Son argument: il existe déjà d'autres façons de faire connaître son mécontentement, notamment en votant contre la réélection des administrateurs qui font partie du comité de rémunération.

L'année dernière, par exemple, 8% des actionnaires n'ont pas voté en faveur de la réélection du président du comité de rémunération de la Financière Manuvie, rapporte Share (Shareholder Association for Research and Education).

L'assureur avait été critiqué pour sa décision de verser 25 millions de dollars à son dirigeant, Dominic D'Alessandro, parti à la retraite au milieu de l'année, alors que l'assureur était en bien mauvaise posture. Par la suite, celui-ci a décidé d'attendre que l'action de Manuvie remonte pour toucher ce montant.

D'autres experts sont aussi très critiques face au vote consultatif. «C'est un concept très discutable», considère Michel Nadeau, directeur général de l'Institut sur la gouvernance d'organisations privées et publiques.

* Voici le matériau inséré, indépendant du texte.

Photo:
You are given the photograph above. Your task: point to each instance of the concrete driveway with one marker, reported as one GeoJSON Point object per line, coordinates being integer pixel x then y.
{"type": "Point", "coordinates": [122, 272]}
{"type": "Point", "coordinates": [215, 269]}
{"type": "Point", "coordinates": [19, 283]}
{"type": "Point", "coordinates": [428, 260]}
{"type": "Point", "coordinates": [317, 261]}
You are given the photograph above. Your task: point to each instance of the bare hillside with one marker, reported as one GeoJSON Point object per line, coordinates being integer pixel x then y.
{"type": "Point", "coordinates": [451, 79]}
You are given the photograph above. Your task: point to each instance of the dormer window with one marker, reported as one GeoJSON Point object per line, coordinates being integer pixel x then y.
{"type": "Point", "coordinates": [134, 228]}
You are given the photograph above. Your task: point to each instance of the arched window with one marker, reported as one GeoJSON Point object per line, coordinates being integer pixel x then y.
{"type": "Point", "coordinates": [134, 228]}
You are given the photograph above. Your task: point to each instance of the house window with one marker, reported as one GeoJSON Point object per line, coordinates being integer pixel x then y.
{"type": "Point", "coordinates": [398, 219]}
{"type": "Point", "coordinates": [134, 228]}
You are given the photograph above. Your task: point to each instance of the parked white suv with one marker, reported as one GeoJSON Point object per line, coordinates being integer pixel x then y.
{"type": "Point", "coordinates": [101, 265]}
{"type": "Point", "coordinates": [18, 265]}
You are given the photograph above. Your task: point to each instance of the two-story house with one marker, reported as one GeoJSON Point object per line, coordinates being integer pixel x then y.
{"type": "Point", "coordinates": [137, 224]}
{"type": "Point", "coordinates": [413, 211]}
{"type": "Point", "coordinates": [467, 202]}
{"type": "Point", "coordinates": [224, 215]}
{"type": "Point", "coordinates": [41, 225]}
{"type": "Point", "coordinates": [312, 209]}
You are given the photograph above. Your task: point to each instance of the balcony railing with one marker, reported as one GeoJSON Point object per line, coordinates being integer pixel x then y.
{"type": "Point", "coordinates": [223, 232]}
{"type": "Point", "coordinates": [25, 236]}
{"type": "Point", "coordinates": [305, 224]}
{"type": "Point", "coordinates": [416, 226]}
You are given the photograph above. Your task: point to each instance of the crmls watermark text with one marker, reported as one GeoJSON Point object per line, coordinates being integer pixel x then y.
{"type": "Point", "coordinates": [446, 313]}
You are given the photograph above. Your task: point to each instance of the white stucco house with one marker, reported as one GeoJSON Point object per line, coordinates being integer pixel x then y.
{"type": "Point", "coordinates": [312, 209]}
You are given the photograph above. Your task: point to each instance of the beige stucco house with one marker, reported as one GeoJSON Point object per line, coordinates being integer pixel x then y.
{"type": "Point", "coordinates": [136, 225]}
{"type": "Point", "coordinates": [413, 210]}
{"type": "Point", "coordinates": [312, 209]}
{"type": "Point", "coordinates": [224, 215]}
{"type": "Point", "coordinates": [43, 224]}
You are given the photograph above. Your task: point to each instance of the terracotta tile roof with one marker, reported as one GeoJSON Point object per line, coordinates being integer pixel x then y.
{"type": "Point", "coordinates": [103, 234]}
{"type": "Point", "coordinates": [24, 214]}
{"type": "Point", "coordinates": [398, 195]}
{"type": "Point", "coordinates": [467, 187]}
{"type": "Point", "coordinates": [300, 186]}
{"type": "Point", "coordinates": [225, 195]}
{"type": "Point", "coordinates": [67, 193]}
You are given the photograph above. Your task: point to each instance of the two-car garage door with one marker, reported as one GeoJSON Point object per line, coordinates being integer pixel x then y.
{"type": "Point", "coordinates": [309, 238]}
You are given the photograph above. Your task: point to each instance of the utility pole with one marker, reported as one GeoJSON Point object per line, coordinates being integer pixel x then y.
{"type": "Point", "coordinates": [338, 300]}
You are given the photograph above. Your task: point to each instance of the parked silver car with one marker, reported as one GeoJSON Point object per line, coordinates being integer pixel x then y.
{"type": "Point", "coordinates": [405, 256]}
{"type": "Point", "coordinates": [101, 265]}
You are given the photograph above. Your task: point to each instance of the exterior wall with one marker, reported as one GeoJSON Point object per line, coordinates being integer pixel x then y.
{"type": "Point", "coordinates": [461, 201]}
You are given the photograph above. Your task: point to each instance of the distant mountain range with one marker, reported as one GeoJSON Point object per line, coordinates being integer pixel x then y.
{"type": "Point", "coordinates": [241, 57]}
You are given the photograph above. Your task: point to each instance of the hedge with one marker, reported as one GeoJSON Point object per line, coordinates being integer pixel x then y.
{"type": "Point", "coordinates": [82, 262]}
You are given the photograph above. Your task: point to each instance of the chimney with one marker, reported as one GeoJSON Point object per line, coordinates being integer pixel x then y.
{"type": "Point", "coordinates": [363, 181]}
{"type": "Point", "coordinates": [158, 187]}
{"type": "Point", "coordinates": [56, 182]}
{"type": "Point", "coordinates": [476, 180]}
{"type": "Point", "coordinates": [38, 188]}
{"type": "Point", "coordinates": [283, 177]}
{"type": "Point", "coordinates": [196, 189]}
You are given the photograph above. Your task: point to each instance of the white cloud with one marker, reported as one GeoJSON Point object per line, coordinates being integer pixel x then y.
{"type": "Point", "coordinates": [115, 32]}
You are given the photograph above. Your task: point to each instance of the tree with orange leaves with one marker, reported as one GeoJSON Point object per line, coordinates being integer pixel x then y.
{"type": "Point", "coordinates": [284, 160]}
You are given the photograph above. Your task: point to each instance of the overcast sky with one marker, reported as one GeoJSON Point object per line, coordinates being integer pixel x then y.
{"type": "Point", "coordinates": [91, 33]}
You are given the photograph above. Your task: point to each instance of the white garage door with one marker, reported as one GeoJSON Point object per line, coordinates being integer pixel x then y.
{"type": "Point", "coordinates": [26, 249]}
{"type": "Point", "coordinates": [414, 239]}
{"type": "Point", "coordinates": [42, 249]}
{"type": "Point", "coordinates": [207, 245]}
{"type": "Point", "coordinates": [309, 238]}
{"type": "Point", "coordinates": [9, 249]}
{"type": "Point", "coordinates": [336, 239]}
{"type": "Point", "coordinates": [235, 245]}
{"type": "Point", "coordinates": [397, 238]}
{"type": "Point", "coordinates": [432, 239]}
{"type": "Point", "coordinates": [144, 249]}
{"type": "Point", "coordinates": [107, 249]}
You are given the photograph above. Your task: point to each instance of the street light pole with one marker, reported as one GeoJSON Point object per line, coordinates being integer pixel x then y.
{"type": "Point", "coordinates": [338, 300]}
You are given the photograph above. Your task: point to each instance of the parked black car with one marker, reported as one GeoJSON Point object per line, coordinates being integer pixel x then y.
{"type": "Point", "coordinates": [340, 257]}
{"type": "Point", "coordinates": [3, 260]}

Lundi prochain, il proposera de meilleures solutions, dans un rapport complet sur le vote consultatif.

Selon M. Nadeau, les investisseurs qui ne sont pas des experts en ressources humaines, auront bien du mal à décortiquer les 30 à 40 pages qui exposent la politique de rémunération des dirigeants dans la circulaire des entreprises.

Il sera encore plus difficile d'évaluer le salaire futur que les patrons toucheront, en vertu de cette politique. Et plus tard, les actionnaires ne pourront plus critiquer le salaire des patrons, puisqu'ils auront approuvé la politique.

Ça ne change pas le monde, sauf que...

Le vote consultatif n'a pas empêché le salaire des patrons d'augmenter ailleurs dans le monde, ajoute M. Nadeau.

En Angleterre, où le vote consultatif est obligatoire depuis 2002, la rémunération des dirigeants a gonflé de 350% depuis 2000, alors que les Bourses ont fait du sur-place au cours de la dernière décennie, rapporte le GIR.

Le fait est que les actionnaires ne s'opposent jamais à la rémunération... sauf exception. En mai 2009, les actionnaires se sont révoltés contre la pétrolière Shell. À l'assemblée annuelle, 60% ont voté contre le programme de rémunération des dirigeants. La société pensait verser des millions à ses dirigeants qui avaient pourtant raté leurs objectifs.

Après avoir entrepris un dialogue avec les actionnaires, Shell a décidé à la mi-février de geler la rémunération de ses patrons, et d'inclure des objectifs de développement durable dans le calcul de leur prime.

Aux États-Unis, quelque 400 sociétés qui ont reçu de l'aide du gouvernement, lors de la crise financière, sont obligées de soumettre la rémunération de leurs patrons au vote. Absolument toutes ont obtenu la majorité des voix, la plupart avec un taux d'appui assez élevé.

Même les banques d'affaires de Wall Street, à l'origine de la crise du crédit, ont reçu plus de 93% d'approbation. Même l'assureur AIG, très controversé pour le versement de ses primes, a obtenu un taux d'approbation de 98%, rapporte le GIR.

Est-ce à dire que le vote consultatif est un outil qui passe dans le beurre? Pas nécessairement.

Dans certains cas, le vote a permis d'implanter un encadrement plus strict de la rémunération. Par exemple, les mécanismes de récupération de ces primes (clawback) sont de plus en plus fréquents.

Lorsqu'une entreprise verse à un dirigeant un boni relié à la performance, mais qu'il apparaît quelques années plus tard que cette performance reposait sur une pratique illégale, ce mécanisme fait en sorte que le dirigeant doit rendre l'argent reçu.

Ce type de mécanisme est en progression aux États-Unis. Les deux tiers des 100 plus grandes sociétés américaines disposaient de tel procédé en 2008, par rapport à seulement 18% deux ans plus tôt, selon le Conference Board du Canada.

 

Photo: Graham Hughes, PC

La Banque CIBC a brisé la glace, le 25 février dernier. Ses actionnaires ont approuvé à 93% la rémunération des dirigeants. Il faut dire que le chef de la direction avait pris soin de réduire sa rémunération totale à 6,7 millions en 2009, soit 4 millions de moins qu'en 2008, pour faire passer la pilule. Sur la photo, le président du conseil de la CIBC, Charles Sirois.